Dans Le Fils aîné, vous abordez le thème de la chute de la famille traditionnelle comme un effet de la croissance économique des années 1980.

C’est mon film préféré. Le processus auquel vous faites allusion n’est pas encore achevé. La famille coréenne était traditionnellement très étendue, mais c’est le fils aîné qui avait le rôle prédominant du lien avec les ancêtres. En cas de décès des parents, il devait tout sacrifier au bien-être de sa famille, dont il devenait responsable. Il n’existe pas de couverture sociale en Corée, et si le fils aîné n’assume pas ses responsabilités, comme c’est de plus en plus le cas, les parents risquent de se retrouver très démunis à leurs vieux jours. Je ne suis pas un défenseur de ce système, mais actuellement, nous naviguons à vue entre deux eaux. Je me demande vraiment comment la famille va évoluer. Il est inévitable que nous soyons influencés par l’Occident, mais il nous faut beaucoup de temps pour assimiler cette influence. Sinon, les résultats seront tragiques. Notre société s’est beaucoup transformée, mais l’image des parents, surtout celle de la mère, n’a pas changé. Elle est toujours prête à tout donner pour sa famille. Nos mères ont toujours été très fortes, elles ont été un moteur du développement économique.

Avez-vous déjà eu des problèmes avec la censure ?

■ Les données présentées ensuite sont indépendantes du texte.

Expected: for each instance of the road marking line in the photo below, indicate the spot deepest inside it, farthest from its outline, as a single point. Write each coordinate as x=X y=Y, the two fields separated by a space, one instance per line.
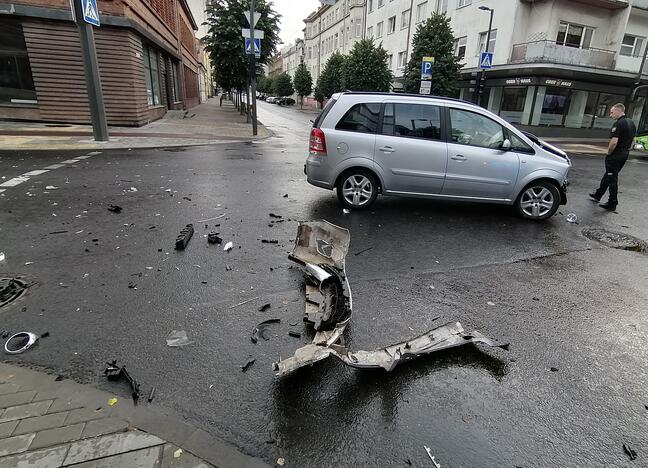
x=15 y=181
x=34 y=173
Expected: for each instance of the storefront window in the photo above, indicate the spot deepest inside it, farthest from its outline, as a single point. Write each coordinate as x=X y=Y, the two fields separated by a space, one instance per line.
x=16 y=83
x=513 y=100
x=605 y=103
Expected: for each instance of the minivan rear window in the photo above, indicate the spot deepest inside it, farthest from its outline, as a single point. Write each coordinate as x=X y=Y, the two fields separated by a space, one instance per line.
x=320 y=117
x=362 y=118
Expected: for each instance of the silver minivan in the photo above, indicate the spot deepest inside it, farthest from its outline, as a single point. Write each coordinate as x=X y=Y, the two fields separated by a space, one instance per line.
x=363 y=144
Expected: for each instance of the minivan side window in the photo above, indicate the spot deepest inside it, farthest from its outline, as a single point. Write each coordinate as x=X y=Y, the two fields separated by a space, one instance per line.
x=362 y=118
x=412 y=121
x=470 y=128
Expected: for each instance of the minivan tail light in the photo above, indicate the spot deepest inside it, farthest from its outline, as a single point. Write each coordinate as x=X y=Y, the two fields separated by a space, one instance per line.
x=318 y=141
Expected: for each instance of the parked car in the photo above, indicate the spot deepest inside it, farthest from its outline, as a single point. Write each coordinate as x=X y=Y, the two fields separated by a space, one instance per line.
x=363 y=144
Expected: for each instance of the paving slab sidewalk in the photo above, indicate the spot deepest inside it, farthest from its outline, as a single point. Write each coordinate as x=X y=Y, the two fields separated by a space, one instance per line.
x=48 y=423
x=208 y=123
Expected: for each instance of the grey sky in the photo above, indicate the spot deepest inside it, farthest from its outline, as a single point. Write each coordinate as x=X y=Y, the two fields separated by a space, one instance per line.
x=292 y=14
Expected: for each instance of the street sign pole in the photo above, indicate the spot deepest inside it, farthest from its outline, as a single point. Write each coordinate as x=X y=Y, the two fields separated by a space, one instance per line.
x=91 y=67
x=253 y=69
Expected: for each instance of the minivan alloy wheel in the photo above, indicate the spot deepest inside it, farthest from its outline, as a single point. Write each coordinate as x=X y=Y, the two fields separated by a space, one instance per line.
x=537 y=201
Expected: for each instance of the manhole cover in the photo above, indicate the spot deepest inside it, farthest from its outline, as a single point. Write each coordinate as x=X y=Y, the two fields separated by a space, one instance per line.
x=616 y=240
x=11 y=289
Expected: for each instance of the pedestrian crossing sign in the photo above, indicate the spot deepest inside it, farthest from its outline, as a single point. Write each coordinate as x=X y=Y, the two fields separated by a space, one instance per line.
x=90 y=12
x=486 y=61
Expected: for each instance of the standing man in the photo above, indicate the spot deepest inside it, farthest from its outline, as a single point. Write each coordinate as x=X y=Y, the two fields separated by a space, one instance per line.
x=621 y=138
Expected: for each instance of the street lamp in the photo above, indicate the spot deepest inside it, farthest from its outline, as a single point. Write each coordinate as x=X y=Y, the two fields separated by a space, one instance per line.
x=482 y=78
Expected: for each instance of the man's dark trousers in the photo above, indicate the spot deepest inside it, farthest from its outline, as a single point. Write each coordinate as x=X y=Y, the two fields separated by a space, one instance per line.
x=613 y=165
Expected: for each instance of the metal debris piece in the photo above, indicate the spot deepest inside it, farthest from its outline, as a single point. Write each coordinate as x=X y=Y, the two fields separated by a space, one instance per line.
x=247 y=365
x=630 y=452
x=20 y=342
x=213 y=238
x=177 y=338
x=429 y=452
x=114 y=372
x=183 y=238
x=261 y=329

Oui, beaucoup. Surtout sur Le dernier témoin en 1979. Le film a dû subir une demi-heure de coupes. C’était une période très sombre pour tous les cinéastes.

Dans Le chemin qui mène à Chong-song, vous abordez un nouveau drame social.

Oui. C’est un film proche, en un certain sens, du Fils aîné. J’ai lu un jour dans le journal qu’un homme avait été condamné 38 fois à la prison, à chaque fois pour des délits mineurs. Si une telle chose arrive, c’est une honte pour notre société, c’est parce qu’il n’existe, dans notre pays, aucune couverture sociale, aucun revenu minimum qui permette aux plus faibles de survivre. L’acteur qui joue dans ce film est un moine pour qui c’était la première expérience de comédie. Je le connaissais depuis longtemps, j’avais toujours trouvé qu’il avait une tête de bagnard et j’avais du respect pour lui car c’est un homme qui a toujours vécu librement, sans se laisser, par exemple, enfermer dans un temple. Il est peintre aussi. Quand je lui ai proposé le rôle, il a accepté en disant que cela l’aiderait à propager son idéal bouddhiste. Pour ce rôle, ce qui comptait le plus n’était pas la performance, mais l’atmosphère qui régnait autour du personnage.

Vous n’utilisez pas beaucoup de flash-backs généralement, mais il y en a deux dans ce film.

En effet, j’ai dû montrer les causes de sa misère, ses conditions de vie, pour éclairer sa situation actuelle. Le sens du film est que ce personnage, peu attaché aux choses matérielles (à part la nécessité absolue du papier toilette) est au fond un homme libre. Il est arrivé au monde les mains nues et le quitte de la même façon.

Comment travaillez-vous actuellement ?

Il y a six ans, j’ai monté ma société de production. Ainsi, je suis plus libre et je vais continuer à produire mes propres films. Il me faut cinq mois de travail entre la préparation, le tournage et le montage pour réaliser un film.